Yep, I meant duckweed is my most hated, I was tired when I was typing!@AdoraBelle Dearheart Can we just clarify for PlasticGalaxy. You said frogbit takes over and you can't get rid of it, but you also said
Frogbit can't be both your favourite and the one you hate most Do you mean duckweed is the one you hate most, the one that you can never get out of the tank if you don't like it, the one that's totally invasive? Just one leaf missed behind the filter and duckweed will take over again.
Still can't believe you managed to kill duckweed... lol. I can't get rid of it even with bleach!
Also yes, good point about getting plants that were grown in the UK/EU, that I lost a lot of shrimp when I decided to just pick up a couple of plants from my LFS, not knowing they'd changed supplier and were now coming in from Indonesia, covered in a pesticide that almost wiped out my entire colony of shrimp. Only moving the survivors to a new tank with all brand new substrate/hardscape/equipment, and in-vitro grown plants, saved the rest of the colony.
@PlasticGalaxy I like Pro-Shrimp as a site to get plants from. All of their stock is shrimp safe, obviously! Look under the 'potted plants' section and you can find some for good prices too. £3.99 for a nicely niced potted plant is decent. Even when you only get a small pot of something, it usually grows quickly enough that you have more than you need, so resist the urge to buy two or three pots of the same thing, unless you're trying to grow a carpet.

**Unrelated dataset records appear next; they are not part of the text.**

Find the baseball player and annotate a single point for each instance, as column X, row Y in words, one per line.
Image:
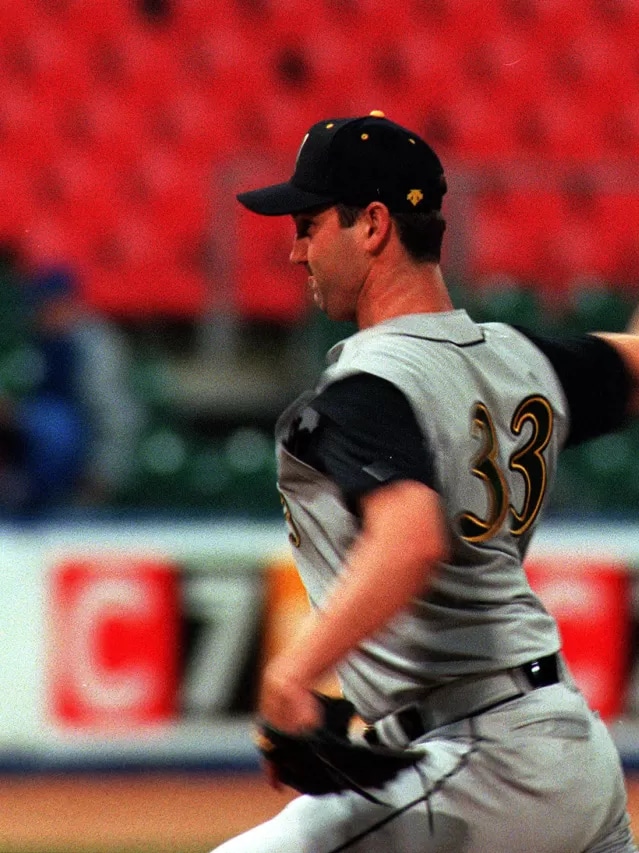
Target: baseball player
column 412, row 477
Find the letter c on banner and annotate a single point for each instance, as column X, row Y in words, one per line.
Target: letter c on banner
column 105, row 600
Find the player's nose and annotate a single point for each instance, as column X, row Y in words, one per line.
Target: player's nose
column 298, row 251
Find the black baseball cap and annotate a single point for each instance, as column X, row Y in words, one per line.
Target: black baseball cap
column 355, row 161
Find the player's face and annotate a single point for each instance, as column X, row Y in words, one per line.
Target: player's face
column 335, row 264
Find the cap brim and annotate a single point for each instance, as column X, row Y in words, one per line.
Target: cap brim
column 282, row 199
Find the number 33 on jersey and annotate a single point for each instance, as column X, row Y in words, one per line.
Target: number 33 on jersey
column 527, row 461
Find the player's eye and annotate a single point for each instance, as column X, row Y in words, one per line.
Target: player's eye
column 303, row 226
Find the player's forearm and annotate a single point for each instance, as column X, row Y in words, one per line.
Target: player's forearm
column 401, row 542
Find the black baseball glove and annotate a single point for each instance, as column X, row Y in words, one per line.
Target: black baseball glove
column 326, row 761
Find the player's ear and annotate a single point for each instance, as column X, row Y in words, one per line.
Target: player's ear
column 378, row 226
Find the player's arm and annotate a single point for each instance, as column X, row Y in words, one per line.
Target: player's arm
column 363, row 434
column 403, row 538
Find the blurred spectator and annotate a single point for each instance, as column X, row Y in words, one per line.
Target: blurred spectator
column 81, row 421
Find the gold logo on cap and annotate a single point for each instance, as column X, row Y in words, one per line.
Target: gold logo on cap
column 300, row 149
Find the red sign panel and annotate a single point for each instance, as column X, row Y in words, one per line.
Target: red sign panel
column 114, row 642
column 591, row 602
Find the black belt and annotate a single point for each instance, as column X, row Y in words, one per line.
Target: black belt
column 542, row 672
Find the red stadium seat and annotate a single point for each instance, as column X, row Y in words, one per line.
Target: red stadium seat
column 266, row 285
column 509, row 233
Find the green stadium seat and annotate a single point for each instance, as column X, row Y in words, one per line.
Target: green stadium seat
column 598, row 308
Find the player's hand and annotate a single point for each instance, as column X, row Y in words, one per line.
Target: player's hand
column 287, row 703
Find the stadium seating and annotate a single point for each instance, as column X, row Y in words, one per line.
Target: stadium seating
column 123, row 141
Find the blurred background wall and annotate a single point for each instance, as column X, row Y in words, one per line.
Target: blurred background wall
column 151, row 330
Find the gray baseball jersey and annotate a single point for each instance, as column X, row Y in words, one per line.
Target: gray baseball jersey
column 496, row 443
column 518, row 775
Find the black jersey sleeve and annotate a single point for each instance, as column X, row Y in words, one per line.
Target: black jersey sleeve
column 362, row 432
column 595, row 380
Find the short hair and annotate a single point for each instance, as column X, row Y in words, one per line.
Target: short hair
column 421, row 234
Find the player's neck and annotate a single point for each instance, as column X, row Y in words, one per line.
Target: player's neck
column 419, row 289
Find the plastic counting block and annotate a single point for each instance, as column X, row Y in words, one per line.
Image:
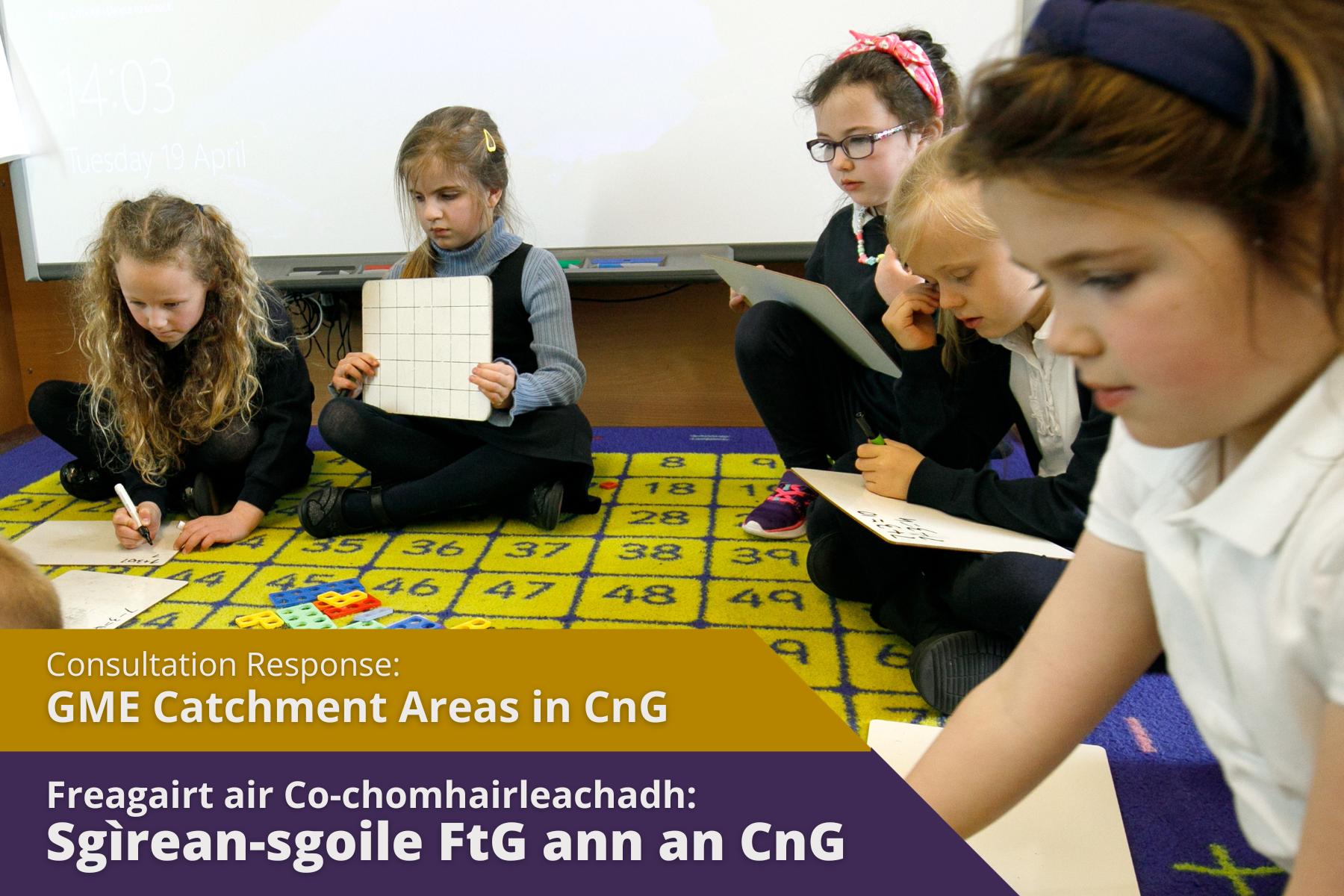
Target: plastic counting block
column 416, row 622
column 349, row 609
column 295, row 597
column 304, row 615
column 262, row 620
column 337, row 601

This is how quickly they can fill out and grow. This is the 'new', uncontaminated shrimp tank, day one
August 25th:
To this, October 5th. Less than 2 months, only a few other plants added. The frogbit came in a tiny pot, but soon took off, and that's the long roots you see in this pic. I trim the roots now and then, only takes a minute. Shrimp and fish really enjoy the roots on floating plants.
Same tank now, I'll be removing the amazon sword too when I revamp this tank, way too big for this tank already, after only seven months.